According to the Department of Homeland Security (DHS), Sociology is not a true science. Among its many attributions, the Department of Homeland Security is in charge of separating, for immigration purposes, the imposter from the “real” sciences. Seemingly, our discipline does not pass muster.
The story is – by now – a familiar one. The DHS divides academic disciplines into two categories: STEM (Science, Technology, Engineering and Math) and non-STEM. The former get a lot of attention and dominate the immigration debate while the latter are relegated to marginality. The official list is available here [http://www.ice.gov/doclib/sevis/pdf/stem-list.pdf]. Needless to say, the very idea of such a blunt distinction between science and non-science is problematic and misguided. Nonetheless, it’s a distinction that has very important consequences, which I am currently sorting through myself.
I am a doctoral student in a Sociology PhD program. About a year ago I decided to give industry a try and I was lucky enough to be offered a job at a major tech company, headquartered in the US. For someone who thrives on data and short publication cycles the job is a dream come true. And even though my title says I do “data science” (already derided by some naysayers as “not a science”), even though my days are spent defending the idea that Sociology can and should be a science at least as rigorous as Biology, Homeland Security seems to have a clear message: no way.
My problem is a common one for international students. I need permission to work outside of my University while in the US. Since my landing here for the first time in 2005 I have become ever more painfully aware of the difficulties involved in staying in the country post-graduation.
International students have twelve months during which they can work in the US in a job related to their specialty under what is called Optional Practical Training. Past those twelve months their options for continued employment in the US usually revolve around the H1B visa, which allows them to work for a US company while seeking a green card through a lengthy and costly process of “labor certification” (which is supposed to ascertain the wholly-undecidable claim that the “alien” is not taking an American’s job). H1B visas are hugely controversial and their issuance has been capped at 85000 per year for most of recent memory (20000 of which are reserved for people holding graduate degrees). Last year the cap translated into the DHS refusing to process (and thus practically denying) about a third of H1B applications filed. This year the ratio may be closer to one in two.

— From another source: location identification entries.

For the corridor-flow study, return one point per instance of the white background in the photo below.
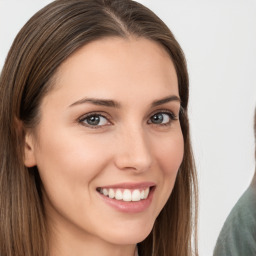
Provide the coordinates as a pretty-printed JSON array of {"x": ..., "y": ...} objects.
[{"x": 219, "y": 41}]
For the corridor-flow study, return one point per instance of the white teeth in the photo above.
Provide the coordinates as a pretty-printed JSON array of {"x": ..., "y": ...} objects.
[
  {"x": 136, "y": 195},
  {"x": 111, "y": 193},
  {"x": 146, "y": 193},
  {"x": 126, "y": 195},
  {"x": 119, "y": 195},
  {"x": 105, "y": 192},
  {"x": 142, "y": 193}
]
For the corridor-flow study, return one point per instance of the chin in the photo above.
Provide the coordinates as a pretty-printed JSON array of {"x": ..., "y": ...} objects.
[{"x": 130, "y": 235}]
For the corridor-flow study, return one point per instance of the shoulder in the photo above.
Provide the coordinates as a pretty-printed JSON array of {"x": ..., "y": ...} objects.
[{"x": 238, "y": 235}]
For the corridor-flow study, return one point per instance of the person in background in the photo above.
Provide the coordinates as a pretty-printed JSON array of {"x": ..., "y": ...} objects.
[
  {"x": 238, "y": 235},
  {"x": 95, "y": 152}
]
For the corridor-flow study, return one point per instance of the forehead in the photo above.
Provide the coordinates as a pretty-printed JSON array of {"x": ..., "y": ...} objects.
[{"x": 113, "y": 66}]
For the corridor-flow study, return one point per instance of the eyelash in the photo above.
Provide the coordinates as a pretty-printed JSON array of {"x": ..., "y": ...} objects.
[{"x": 82, "y": 120}]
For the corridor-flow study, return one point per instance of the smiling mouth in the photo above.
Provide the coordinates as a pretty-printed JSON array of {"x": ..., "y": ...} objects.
[{"x": 126, "y": 195}]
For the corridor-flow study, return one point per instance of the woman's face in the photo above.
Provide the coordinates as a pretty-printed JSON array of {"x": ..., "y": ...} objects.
[{"x": 109, "y": 143}]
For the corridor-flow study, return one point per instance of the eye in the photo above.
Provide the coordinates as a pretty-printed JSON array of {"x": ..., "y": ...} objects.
[
  {"x": 162, "y": 118},
  {"x": 94, "y": 120}
]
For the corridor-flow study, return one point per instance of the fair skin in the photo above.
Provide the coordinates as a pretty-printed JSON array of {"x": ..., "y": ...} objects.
[{"x": 132, "y": 141}]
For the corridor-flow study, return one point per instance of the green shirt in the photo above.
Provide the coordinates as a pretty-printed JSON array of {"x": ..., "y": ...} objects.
[{"x": 238, "y": 235}]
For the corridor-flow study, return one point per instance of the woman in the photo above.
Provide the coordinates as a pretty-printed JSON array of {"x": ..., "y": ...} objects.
[{"x": 95, "y": 146}]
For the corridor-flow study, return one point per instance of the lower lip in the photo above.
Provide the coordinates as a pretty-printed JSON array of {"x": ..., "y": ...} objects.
[{"x": 132, "y": 206}]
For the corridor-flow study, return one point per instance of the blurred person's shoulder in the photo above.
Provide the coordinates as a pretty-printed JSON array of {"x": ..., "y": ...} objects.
[{"x": 238, "y": 235}]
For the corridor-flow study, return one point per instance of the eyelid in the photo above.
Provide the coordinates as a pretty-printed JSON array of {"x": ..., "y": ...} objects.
[
  {"x": 99, "y": 113},
  {"x": 171, "y": 114},
  {"x": 165, "y": 111}
]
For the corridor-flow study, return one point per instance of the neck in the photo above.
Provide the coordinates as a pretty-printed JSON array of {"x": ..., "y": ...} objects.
[{"x": 69, "y": 241}]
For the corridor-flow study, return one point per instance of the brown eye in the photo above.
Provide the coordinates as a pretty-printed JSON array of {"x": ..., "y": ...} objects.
[
  {"x": 95, "y": 120},
  {"x": 162, "y": 118}
]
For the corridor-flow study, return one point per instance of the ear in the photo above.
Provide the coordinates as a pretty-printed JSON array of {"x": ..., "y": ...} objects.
[{"x": 29, "y": 151}]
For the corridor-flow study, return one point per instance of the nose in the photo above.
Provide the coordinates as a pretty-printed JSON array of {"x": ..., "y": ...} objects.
[{"x": 133, "y": 151}]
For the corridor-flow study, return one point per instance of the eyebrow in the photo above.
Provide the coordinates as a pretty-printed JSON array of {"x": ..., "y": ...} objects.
[{"x": 115, "y": 104}]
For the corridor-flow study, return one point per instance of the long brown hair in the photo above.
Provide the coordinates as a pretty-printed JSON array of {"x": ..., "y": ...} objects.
[{"x": 46, "y": 40}]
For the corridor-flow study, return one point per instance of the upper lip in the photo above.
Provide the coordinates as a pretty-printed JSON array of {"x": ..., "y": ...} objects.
[{"x": 131, "y": 185}]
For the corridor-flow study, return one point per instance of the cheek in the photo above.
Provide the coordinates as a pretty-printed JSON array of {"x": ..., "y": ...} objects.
[{"x": 171, "y": 155}]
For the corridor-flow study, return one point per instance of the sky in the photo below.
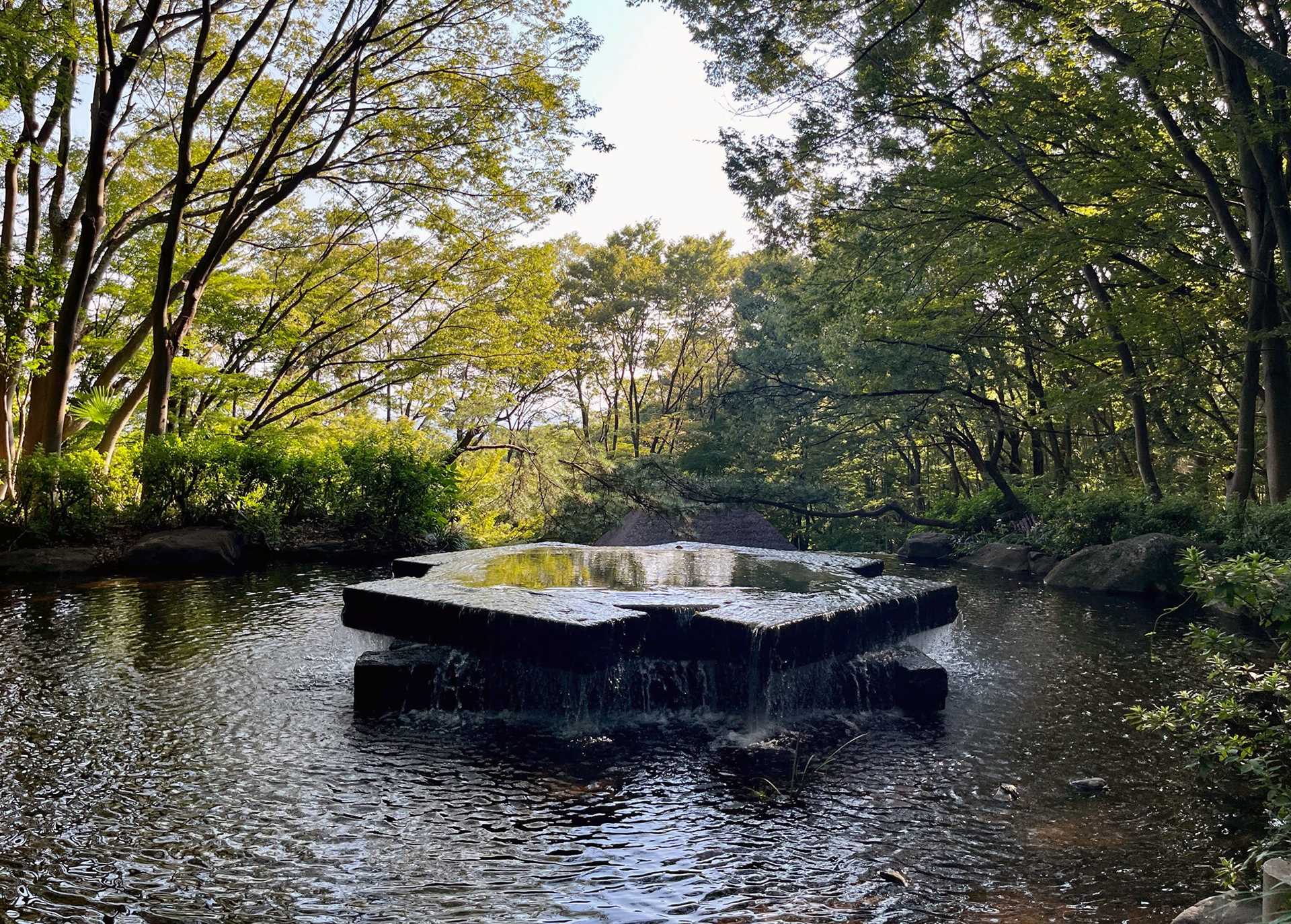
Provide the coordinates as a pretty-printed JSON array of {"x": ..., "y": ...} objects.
[{"x": 662, "y": 119}]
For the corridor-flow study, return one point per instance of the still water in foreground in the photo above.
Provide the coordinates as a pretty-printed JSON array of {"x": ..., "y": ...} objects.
[{"x": 182, "y": 751}]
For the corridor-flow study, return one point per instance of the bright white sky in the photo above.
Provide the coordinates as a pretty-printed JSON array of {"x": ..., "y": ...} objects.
[{"x": 662, "y": 119}]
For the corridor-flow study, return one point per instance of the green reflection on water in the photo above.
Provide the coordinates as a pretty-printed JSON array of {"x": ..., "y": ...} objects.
[{"x": 643, "y": 570}]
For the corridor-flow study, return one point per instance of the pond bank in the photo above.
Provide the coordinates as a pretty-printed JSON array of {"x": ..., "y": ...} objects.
[
  {"x": 188, "y": 748},
  {"x": 190, "y": 551}
]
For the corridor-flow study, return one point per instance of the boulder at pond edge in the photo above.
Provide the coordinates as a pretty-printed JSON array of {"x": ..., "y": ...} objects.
[
  {"x": 1146, "y": 564},
  {"x": 1011, "y": 559},
  {"x": 193, "y": 549},
  {"x": 1226, "y": 909},
  {"x": 927, "y": 547}
]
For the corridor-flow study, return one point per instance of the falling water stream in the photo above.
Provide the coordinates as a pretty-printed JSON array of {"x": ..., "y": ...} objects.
[{"x": 186, "y": 751}]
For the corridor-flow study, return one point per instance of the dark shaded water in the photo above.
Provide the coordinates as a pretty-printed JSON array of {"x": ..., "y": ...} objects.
[{"x": 186, "y": 751}]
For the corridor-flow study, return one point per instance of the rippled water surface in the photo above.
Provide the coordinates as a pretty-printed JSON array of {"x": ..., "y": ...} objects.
[{"x": 178, "y": 751}]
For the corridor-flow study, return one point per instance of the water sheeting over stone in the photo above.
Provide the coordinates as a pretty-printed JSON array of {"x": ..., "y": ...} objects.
[
  {"x": 718, "y": 525},
  {"x": 586, "y": 623}
]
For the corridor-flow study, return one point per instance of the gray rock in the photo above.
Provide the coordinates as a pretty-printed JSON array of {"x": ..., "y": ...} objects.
[
  {"x": 1226, "y": 909},
  {"x": 927, "y": 547},
  {"x": 65, "y": 560},
  {"x": 1146, "y": 564},
  {"x": 1042, "y": 563},
  {"x": 1089, "y": 785},
  {"x": 1002, "y": 557},
  {"x": 184, "y": 551}
]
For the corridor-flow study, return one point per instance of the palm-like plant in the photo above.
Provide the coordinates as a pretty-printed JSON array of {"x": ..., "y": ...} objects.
[{"x": 96, "y": 407}]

Compared to what comes after, Optional Practical Training is a relatively benign period during which the “alien” can focus on doing their job rather than on learning the regulatory alphabet soup inflicted on them by contradictory and sometimes outright hostile acts of Congress. The Government itself recognized the self-defeating nature of forcing international students – otherwise content to stay and contribute to the US economy – out of the US after American entities had invested huge amounts in their education. As a stopgap measure, foreign STEM graduates of American higher education institutions were granted a one-time, 17-month extension to their Optional Practical Training.
Sociology falls on the wrong side of the arbitrary divide imposed by the DHS (examples of some disciplines considered to be sciences by DHS: Archeology, Social Psychology, Management Science). Interestingly, the NSF does consider Sociology to be STEM. This would be funny were it not the source of a lot headaches, dislocation, uncertainty and plain misery.
In my own case, this policy has meant that I have not been able to access these extra 17 months of headache-free OPT extension that typically serve as a bridge to the much-desired (and irredeemably broken) H1B visa. It is part of why I have to leave the US and go pay taxes somewhere else. But our discipline’s location outside the STEM divide may have far more important consequences in the future.
Specifically, there has been a lot of talk about “stapling” green cards to STEM degrees, or of other important facilities afforded to the immigration of STEM graduates. Presumably, Congress will eventually pass an immigration law, and Sociology will be left on the outside of an admittedly artificial divide.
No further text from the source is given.